Q.どのような場合に抜歯が必要なのですか?
●虫歯
斜めに生えていることが多いため、隙間に食片などが入りやすい上、清掃が行き届かず、虫歯になりやすいのです。親知らずが虫歯になってしまうことはその手前にある第 2大臼歯も虫歯になりやすくなってしまいます。
●智歯周囲炎
完全に生えていないことが多いので、周囲歯肉に炎症を起こしやすいのです。親知らずの痛みの多くはこれにあたります。
●歯列不正
横向きに生えていても、やはり歯は生えようとします。隣接歯を圧迫して歯列不正の原因となる可能性があります。

Q. どのように抜歯するのですか?
  1. 口の周りを消毒し、滅菌された布を顔にかけます。
  2. 口腔内を消毒し、まず顎の奥の部分に局所麻酔をして、下あご半分と舌半分をしびれさせます。(下顎孔伝達麻酔) 

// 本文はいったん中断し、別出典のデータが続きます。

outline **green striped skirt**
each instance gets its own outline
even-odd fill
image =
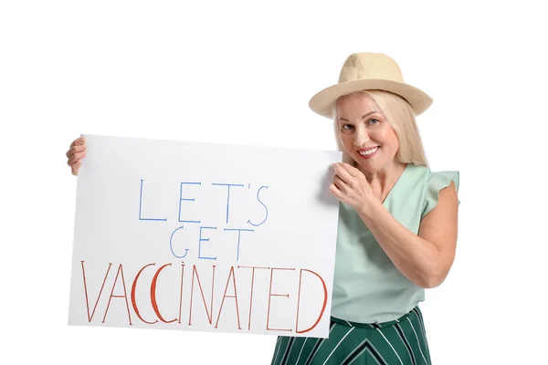
[[[279,337],[272,365],[430,365],[422,313],[364,324],[332,317],[329,339]]]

    次に抜く歯のまわりに麻酔をします。局所麻酔薬アレルギーのある方は術前にお申し出ください。
  3. 親知らずが埋まっている上の歯肉を切開し、切削器具を用いて周囲の骨を削り歯が見える状態にします。親知らずをいくつかに小さく分割して抜歯します。
  4. 抜歯した後、きれいに洗浄して最初に切開した歯肉を縫合して終了です。
Q. 抜歯にはどれくらいの時間がかかりますか?
親知らずの生え方や根の形は様々で一概には言えませんが、麻酔が十分に効いてから始めますので30分から40分程度の時間がかかります。

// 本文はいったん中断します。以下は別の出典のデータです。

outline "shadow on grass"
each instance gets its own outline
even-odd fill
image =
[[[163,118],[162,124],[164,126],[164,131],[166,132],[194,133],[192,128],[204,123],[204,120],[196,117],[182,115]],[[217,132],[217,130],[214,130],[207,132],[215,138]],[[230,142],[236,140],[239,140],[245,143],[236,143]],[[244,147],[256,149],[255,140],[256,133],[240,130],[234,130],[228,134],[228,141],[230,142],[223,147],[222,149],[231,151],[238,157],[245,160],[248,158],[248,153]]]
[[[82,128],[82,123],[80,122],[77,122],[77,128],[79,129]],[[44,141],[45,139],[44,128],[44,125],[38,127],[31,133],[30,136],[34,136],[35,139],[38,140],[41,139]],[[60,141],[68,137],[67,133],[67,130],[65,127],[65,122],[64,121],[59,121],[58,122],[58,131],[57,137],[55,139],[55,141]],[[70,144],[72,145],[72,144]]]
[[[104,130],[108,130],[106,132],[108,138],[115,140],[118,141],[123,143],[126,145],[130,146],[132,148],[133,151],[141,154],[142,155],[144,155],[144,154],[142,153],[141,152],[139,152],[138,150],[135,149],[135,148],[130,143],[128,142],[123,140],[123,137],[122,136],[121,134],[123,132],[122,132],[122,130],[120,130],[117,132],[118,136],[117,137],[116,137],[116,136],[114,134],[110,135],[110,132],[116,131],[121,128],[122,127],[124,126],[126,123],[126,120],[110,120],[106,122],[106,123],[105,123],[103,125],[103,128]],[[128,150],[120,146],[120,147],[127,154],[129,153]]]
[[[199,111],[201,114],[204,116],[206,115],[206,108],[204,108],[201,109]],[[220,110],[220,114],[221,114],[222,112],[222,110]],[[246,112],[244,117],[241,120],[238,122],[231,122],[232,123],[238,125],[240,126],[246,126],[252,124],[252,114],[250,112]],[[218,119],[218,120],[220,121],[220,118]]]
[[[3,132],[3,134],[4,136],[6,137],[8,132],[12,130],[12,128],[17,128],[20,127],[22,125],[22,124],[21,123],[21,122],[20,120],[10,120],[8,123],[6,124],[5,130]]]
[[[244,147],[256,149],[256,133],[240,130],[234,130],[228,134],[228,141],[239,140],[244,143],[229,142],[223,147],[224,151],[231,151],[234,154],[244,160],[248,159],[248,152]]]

抜歯をしている間、お顔に布をかけてしまいますので表情が見えません。抜歯中、なにかありましたら我慢せず軽く手をあげて教えてください。
Q. 抜歯したあとはどうなるの?
抜歯後は2~3日をピークに腫れ、痛み、口が開きづらい等の症状が出現することがありますが、徐々に症状は軽減し1週間後には抜糸を行います。
以下のようなことがある場合はご連絡ください。
●出血
通常抜歯後、数時間で出血は止まります。抜歯後24時間は唾液に血が混じることがありますが、心配いりません。ガーゼ等による圧迫が最も効果のある止血方法ですが、それでも出血が持続する場合は止血処置が必要です。
●感染
口腔内は細菌の多い環境にあるため、抜歯後感染を起こすことがありますので処方されたお薬は必ず服用してください。抜歯後3日以降に腫脹、疼痛が強くなる場合には感染が疑われます。
Q. どのような偶発症がありますか?
●下顎
親知らずの根の近くに下歯槽神経という神経が走行しているため、まれに抜歯後、下唇の知覚が鈍くなることがあります。感覚が戻るまで数カ月かかることもあります。
●上顎
上顎洞という骨の空洞に近接して親知らずがあるため、抜歯によって上顎洞と口腔が交通することがあります。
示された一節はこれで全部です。